OCR providers (daemon/ocr/):

  • Apple Vision (default): Local VNRecognizeTextRequest, free, ~200ms per capture. Requires Screen Recording permission.
  • OpenRouter: Cloud vision model (Gemini 2.0 Flash Lite), ~$0.09/mo at 30s interval. Requires API key.

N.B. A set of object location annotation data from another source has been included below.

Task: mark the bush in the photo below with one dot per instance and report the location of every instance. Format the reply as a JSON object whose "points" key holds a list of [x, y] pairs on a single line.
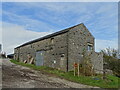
{"points": [[111, 61]]}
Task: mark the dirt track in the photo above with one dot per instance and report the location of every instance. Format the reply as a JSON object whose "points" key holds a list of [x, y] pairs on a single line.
{"points": [[16, 76]]}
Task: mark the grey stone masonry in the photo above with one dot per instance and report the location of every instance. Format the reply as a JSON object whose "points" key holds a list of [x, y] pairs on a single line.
{"points": [[62, 49]]}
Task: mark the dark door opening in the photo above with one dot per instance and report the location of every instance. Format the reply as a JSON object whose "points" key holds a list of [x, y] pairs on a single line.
{"points": [[39, 58]]}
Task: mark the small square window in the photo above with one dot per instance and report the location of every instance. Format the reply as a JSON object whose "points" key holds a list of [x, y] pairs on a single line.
{"points": [[90, 48]]}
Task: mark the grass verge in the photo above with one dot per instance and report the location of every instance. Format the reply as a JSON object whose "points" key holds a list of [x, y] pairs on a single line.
{"points": [[110, 82]]}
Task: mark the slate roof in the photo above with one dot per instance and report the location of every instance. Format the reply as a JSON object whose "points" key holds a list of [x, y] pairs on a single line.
{"points": [[49, 36]]}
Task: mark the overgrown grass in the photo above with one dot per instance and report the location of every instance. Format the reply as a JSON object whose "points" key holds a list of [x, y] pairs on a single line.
{"points": [[110, 82]]}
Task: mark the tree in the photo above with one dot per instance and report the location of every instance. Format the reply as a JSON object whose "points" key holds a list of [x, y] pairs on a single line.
{"points": [[111, 61]]}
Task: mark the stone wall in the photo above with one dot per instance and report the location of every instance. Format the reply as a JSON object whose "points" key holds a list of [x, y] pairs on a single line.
{"points": [[79, 38], [62, 50], [55, 51]]}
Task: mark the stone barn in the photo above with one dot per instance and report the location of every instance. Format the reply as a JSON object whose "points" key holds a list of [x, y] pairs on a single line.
{"points": [[61, 49]]}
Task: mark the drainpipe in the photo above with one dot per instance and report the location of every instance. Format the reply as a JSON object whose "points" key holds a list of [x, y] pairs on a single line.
{"points": [[67, 51]]}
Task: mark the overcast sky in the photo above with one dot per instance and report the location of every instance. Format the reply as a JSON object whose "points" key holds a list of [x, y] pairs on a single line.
{"points": [[25, 21]]}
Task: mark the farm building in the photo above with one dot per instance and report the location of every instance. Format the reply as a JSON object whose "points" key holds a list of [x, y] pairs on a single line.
{"points": [[61, 49]]}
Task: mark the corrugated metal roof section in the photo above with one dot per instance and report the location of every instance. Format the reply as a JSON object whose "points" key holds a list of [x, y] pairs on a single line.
{"points": [[50, 35]]}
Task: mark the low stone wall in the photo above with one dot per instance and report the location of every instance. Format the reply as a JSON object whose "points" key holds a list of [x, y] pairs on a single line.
{"points": [[97, 61]]}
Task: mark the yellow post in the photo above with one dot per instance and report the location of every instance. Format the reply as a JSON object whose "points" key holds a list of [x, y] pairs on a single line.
{"points": [[78, 70], [74, 68]]}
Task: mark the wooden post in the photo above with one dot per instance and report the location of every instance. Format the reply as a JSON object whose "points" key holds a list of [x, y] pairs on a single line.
{"points": [[74, 68], [78, 70]]}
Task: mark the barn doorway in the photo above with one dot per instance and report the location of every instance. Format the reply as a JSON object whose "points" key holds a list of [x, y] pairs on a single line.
{"points": [[39, 58]]}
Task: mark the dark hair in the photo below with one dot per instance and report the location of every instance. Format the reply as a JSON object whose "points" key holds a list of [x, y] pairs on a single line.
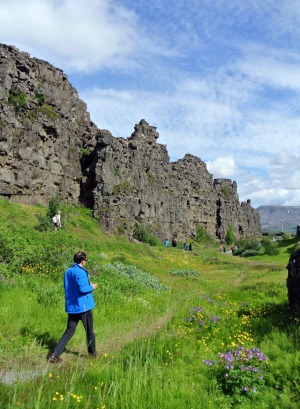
{"points": [[78, 257]]}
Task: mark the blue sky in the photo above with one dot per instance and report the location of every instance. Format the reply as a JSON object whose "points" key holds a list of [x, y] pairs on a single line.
{"points": [[219, 79]]}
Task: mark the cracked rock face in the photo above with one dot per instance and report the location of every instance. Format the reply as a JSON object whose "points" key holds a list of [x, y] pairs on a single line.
{"points": [[43, 127], [49, 145], [130, 180]]}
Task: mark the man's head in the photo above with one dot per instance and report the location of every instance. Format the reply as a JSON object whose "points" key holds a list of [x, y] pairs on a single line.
{"points": [[79, 257]]}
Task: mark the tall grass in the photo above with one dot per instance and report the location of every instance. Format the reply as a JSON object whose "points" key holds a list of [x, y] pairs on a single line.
{"points": [[166, 321]]}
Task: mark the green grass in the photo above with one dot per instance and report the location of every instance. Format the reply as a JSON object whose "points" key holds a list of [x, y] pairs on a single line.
{"points": [[160, 313]]}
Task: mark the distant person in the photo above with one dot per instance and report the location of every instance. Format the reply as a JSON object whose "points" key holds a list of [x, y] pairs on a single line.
{"points": [[56, 220], [79, 302]]}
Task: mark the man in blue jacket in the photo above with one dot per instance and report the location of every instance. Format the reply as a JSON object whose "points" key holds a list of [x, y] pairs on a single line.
{"points": [[79, 304]]}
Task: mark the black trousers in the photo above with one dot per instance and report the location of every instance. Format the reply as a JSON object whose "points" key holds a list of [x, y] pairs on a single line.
{"points": [[73, 319]]}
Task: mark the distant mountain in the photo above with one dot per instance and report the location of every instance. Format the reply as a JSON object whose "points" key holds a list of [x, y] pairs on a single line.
{"points": [[279, 218]]}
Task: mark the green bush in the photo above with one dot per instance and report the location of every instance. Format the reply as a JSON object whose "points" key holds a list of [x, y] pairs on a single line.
{"points": [[132, 278], [185, 273], [270, 248], [246, 244], [249, 253]]}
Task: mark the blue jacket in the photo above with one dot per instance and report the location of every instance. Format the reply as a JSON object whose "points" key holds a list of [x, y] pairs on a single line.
{"points": [[78, 290]]}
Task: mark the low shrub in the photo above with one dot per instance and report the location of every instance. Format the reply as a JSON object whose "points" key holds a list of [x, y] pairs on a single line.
{"points": [[185, 273]]}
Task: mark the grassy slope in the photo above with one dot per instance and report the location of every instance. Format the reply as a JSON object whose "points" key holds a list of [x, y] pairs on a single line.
{"points": [[28, 328]]}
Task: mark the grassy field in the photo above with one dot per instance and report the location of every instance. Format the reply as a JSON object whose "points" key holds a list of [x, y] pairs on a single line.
{"points": [[174, 329]]}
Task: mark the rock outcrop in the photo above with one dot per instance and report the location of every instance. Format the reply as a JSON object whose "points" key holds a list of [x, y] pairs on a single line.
{"points": [[43, 128], [130, 180], [48, 145]]}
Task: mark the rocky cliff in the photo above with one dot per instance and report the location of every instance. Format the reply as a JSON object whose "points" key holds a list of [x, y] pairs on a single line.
{"points": [[49, 145]]}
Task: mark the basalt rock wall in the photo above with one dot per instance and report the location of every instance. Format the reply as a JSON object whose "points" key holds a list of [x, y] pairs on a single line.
{"points": [[43, 128], [49, 145], [132, 180]]}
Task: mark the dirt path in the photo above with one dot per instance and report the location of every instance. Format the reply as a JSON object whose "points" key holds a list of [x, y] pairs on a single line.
{"points": [[114, 344]]}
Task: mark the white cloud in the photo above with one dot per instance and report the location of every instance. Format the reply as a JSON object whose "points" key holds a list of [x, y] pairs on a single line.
{"points": [[224, 167], [219, 80], [81, 35]]}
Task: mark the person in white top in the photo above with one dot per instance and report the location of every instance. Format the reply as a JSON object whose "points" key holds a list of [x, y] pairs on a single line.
{"points": [[56, 220]]}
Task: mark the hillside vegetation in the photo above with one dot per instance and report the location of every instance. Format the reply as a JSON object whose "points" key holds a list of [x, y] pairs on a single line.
{"points": [[175, 329]]}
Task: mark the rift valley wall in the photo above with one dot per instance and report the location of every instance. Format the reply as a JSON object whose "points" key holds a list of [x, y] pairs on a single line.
{"points": [[129, 180], [48, 145]]}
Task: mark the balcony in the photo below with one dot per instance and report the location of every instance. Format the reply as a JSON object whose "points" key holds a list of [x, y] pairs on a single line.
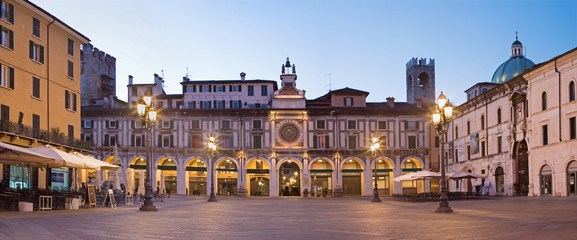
{"points": [[14, 131]]}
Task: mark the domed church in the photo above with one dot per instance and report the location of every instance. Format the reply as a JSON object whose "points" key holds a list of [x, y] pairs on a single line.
{"points": [[514, 65]]}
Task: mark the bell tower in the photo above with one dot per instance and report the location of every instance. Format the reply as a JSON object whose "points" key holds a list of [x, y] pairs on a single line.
{"points": [[421, 80]]}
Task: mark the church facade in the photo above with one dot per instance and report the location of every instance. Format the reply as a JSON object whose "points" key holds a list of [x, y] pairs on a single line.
{"points": [[272, 141]]}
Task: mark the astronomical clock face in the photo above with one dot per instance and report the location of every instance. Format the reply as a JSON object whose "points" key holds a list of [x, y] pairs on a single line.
{"points": [[289, 133]]}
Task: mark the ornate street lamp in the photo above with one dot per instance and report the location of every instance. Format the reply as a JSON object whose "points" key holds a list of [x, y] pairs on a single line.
{"points": [[212, 150], [147, 114], [374, 146], [441, 116]]}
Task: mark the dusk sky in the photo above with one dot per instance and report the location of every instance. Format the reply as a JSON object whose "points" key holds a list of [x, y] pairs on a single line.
{"points": [[361, 44]]}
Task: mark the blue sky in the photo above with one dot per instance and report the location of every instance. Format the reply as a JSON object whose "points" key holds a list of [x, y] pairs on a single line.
{"points": [[362, 44]]}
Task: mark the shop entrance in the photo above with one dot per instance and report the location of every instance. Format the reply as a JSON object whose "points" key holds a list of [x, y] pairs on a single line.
{"points": [[226, 173], [289, 179], [352, 178], [572, 177], [522, 168], [321, 177], [257, 171], [196, 175]]}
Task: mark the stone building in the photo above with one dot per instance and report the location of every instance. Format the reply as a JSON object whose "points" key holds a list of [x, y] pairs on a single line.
{"points": [[500, 131], [39, 87], [98, 73], [271, 141]]}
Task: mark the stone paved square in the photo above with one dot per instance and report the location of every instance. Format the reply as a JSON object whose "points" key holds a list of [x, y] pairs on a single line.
{"points": [[304, 218]]}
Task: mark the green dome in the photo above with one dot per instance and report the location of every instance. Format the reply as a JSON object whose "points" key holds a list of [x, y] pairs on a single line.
{"points": [[511, 68]]}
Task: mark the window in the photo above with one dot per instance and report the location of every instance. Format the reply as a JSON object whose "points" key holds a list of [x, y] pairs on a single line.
{"points": [[256, 124], [6, 76], [225, 141], [195, 124], [349, 101], [572, 128], [232, 88], [86, 123], [35, 126], [382, 125], [544, 101], [36, 52], [411, 125], [35, 27], [352, 140], [206, 104], [35, 87], [166, 124], [206, 88], [320, 124], [7, 38], [412, 141], [70, 47], [236, 104], [321, 142], [4, 117], [226, 124], [70, 69], [571, 91], [70, 100], [137, 141], [194, 141], [112, 124], [250, 90], [257, 141], [7, 12], [545, 135], [219, 104]]}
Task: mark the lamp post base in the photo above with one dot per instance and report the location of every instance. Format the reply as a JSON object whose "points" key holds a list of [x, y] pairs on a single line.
{"points": [[376, 196], [444, 208], [212, 198], [148, 207]]}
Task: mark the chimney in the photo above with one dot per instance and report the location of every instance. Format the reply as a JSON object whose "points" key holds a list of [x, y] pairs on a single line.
{"points": [[391, 101], [420, 103]]}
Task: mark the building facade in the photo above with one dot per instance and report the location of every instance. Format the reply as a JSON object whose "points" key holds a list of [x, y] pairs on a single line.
{"points": [[39, 82], [271, 141], [518, 129]]}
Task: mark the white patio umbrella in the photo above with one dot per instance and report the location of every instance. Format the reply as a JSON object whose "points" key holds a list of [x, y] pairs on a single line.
{"points": [[10, 153], [405, 177], [162, 184], [62, 158], [97, 163], [97, 179], [141, 183], [129, 182]]}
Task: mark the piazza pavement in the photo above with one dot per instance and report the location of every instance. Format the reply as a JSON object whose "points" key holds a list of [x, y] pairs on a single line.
{"points": [[184, 217]]}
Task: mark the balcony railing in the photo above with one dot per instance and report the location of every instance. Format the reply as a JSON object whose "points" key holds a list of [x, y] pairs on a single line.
{"points": [[54, 136]]}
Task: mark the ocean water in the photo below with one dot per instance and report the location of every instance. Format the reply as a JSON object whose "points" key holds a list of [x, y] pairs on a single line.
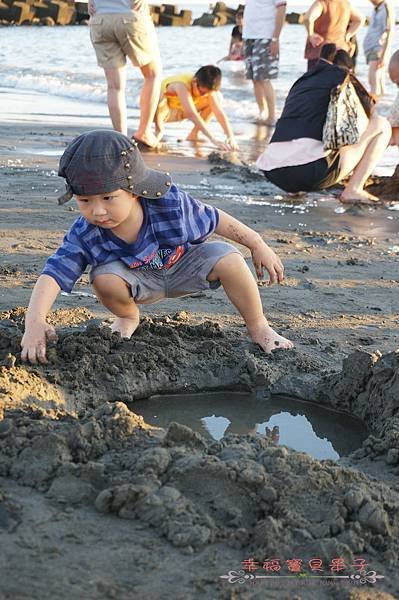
{"points": [[54, 70]]}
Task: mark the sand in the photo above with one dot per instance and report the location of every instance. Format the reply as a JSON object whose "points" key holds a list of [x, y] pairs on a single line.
{"points": [[95, 503]]}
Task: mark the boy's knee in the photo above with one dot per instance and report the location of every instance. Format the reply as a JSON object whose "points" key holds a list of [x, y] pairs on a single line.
{"points": [[109, 285], [227, 264]]}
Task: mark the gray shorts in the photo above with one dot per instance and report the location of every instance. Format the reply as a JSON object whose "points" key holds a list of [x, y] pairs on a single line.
{"points": [[373, 55], [187, 276], [259, 64]]}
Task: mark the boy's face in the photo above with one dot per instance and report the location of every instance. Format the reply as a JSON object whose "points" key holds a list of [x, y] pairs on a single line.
{"points": [[394, 71], [107, 210]]}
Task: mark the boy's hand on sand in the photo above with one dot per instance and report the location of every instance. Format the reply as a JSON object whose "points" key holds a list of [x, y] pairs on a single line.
{"points": [[316, 40], [34, 342], [264, 257], [91, 9], [221, 146], [232, 144]]}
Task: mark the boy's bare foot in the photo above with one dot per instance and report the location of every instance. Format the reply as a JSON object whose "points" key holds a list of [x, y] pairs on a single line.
{"points": [[125, 326], [358, 197], [192, 137], [267, 338]]}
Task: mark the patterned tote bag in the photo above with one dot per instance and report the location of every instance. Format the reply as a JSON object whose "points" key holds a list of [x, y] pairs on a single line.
{"points": [[341, 124]]}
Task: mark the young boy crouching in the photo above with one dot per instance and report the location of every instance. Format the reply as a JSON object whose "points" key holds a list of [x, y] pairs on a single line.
{"points": [[144, 239]]}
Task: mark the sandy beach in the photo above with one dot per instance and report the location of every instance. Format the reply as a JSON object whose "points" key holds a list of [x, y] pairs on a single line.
{"points": [[96, 504]]}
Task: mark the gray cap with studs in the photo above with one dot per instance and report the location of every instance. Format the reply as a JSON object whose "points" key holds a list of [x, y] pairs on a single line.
{"points": [[103, 161]]}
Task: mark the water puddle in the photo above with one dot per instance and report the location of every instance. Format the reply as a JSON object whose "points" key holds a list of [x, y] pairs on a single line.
{"points": [[323, 433]]}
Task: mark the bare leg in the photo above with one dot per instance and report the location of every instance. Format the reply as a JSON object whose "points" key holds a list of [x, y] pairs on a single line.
{"points": [[270, 97], [260, 95], [376, 78], [114, 293], [206, 114], [240, 286], [361, 158], [265, 98], [116, 85], [149, 99], [161, 117]]}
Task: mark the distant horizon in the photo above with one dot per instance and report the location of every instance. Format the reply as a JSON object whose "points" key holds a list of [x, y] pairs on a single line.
{"points": [[232, 4]]}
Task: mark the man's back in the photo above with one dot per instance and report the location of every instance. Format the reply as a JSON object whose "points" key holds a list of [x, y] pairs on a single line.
{"points": [[331, 26]]}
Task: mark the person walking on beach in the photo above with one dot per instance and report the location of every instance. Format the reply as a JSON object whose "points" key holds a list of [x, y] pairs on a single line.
{"points": [[236, 48], [145, 240], [393, 70], [330, 22], [120, 29], [377, 43], [263, 22], [197, 98]]}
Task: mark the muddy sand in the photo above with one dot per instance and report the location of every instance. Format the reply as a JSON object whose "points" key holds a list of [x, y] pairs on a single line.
{"points": [[95, 503]]}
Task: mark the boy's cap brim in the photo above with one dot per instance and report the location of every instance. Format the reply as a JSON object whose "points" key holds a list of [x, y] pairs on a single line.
{"points": [[103, 161]]}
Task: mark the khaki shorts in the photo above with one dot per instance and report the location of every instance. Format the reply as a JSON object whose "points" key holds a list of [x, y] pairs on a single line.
{"points": [[115, 36]]}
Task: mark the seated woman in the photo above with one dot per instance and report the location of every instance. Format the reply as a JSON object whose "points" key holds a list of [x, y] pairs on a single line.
{"points": [[295, 159]]}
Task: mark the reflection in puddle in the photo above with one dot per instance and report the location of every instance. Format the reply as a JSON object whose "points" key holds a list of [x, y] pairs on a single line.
{"points": [[323, 433]]}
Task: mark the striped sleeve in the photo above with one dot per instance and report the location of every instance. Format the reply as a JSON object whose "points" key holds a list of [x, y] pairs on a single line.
{"points": [[199, 220], [69, 261]]}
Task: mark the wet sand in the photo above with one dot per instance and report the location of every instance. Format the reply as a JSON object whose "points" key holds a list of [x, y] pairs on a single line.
{"points": [[94, 503]]}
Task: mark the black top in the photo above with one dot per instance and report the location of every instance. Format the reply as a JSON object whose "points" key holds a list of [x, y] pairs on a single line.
{"points": [[306, 106], [236, 33]]}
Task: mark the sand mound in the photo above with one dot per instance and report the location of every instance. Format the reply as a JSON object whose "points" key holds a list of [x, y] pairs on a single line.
{"points": [[67, 433]]}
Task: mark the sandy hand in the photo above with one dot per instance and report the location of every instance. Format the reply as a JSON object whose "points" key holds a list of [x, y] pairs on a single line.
{"points": [[125, 326], [262, 334], [316, 40], [34, 342], [264, 257]]}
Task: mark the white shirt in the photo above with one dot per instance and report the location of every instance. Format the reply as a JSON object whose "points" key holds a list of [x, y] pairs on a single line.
{"points": [[290, 154], [260, 18]]}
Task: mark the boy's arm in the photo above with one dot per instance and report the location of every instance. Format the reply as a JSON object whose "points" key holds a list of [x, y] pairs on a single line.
{"points": [[262, 255], [221, 117], [192, 113], [37, 331]]}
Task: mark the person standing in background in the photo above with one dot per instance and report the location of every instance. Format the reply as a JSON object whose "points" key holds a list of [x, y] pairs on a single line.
{"points": [[330, 22], [377, 42], [120, 29], [263, 22], [393, 117]]}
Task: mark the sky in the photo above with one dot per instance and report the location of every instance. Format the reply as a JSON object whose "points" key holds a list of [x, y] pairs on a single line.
{"points": [[290, 3]]}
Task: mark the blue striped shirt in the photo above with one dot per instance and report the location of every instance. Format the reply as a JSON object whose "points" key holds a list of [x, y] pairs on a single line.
{"points": [[171, 225]]}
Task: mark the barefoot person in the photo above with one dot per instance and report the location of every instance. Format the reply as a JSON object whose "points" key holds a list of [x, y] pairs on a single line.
{"points": [[120, 29], [296, 160], [377, 42], [263, 22], [145, 240], [393, 70], [196, 98], [330, 22], [236, 48]]}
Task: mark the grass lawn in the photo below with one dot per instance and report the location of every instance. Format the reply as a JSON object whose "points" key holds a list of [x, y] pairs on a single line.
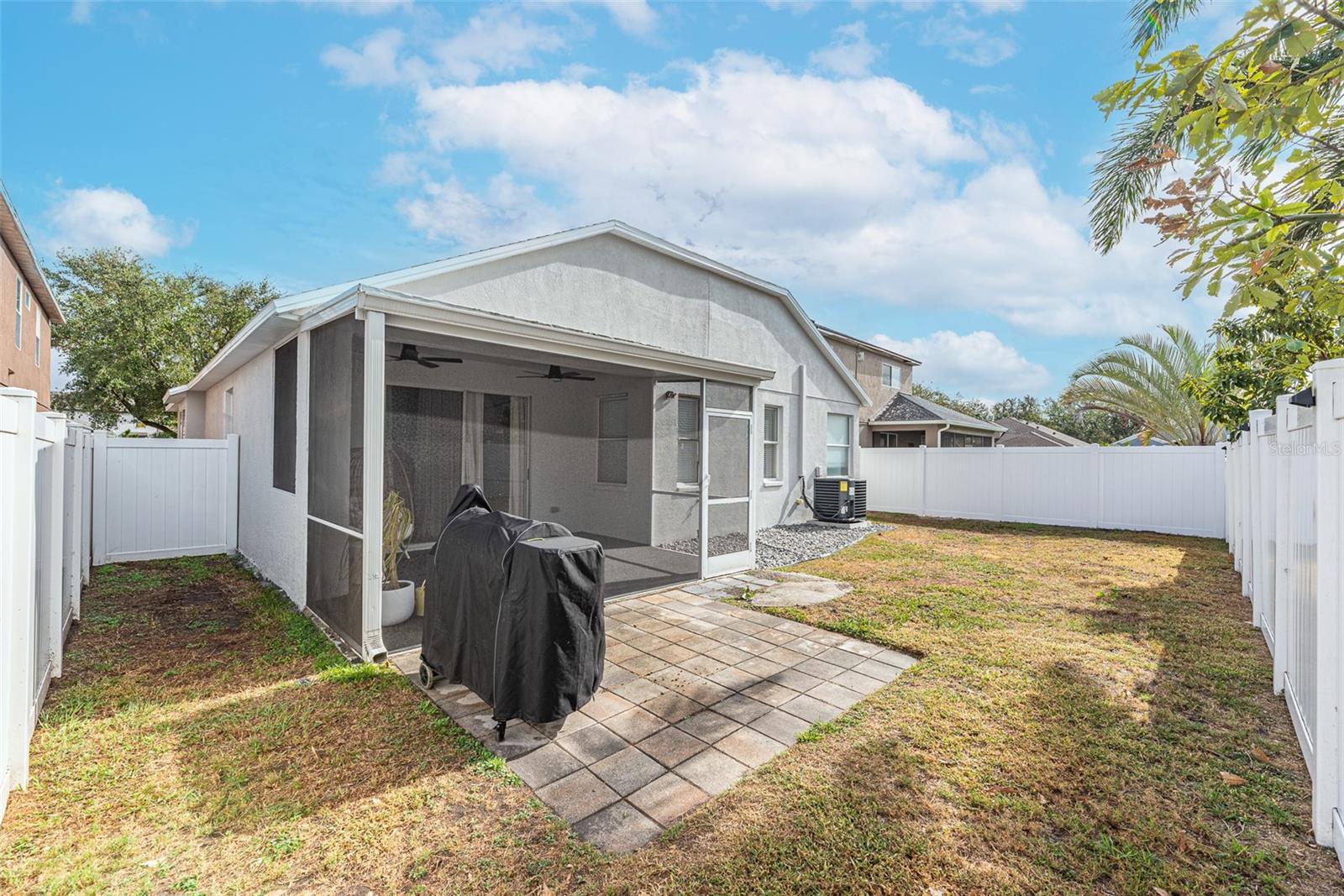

IDE-based deep work detection (backend/src/observer/user_state.py):

  • _DEEP_WORK_APPS tuple matches IDE/terminal app names (VS Code, Xcode, IntelliJ, iTerm, etc.)
  • When active_window matches an IDE and no calendar event is active, user state becomes deep_work
  • Calendar events always take priority (meeting overrides IDE)

Communication:

  • Window loop POSTs {"active_window": "App — Title"} to /api/observer/context
  • OCR loop POSTs {"screen_context": "extracted text"} (partial updates, neither clobbers the other)
  • CLI args: --url, --interval (default 5s), --idle-timeout (default 300s), --verbose
  • OCR args: --ocr, --ocr-provider (apple-vision | openrouter), --ocr-interval (default 30s), --ocr-model
  • Graceful shutdown on SIGINT/SIGTERM, handles backend-down with warning + retry

Privacy:

  • Screenshots exist only as in-memory bytes, never written to disk
  • Requires Accessibility permission (window titles) + Screen Recording (OCR only, Sequoia monthly nag)
  • All data stays local (daemon posts to localhost backend only)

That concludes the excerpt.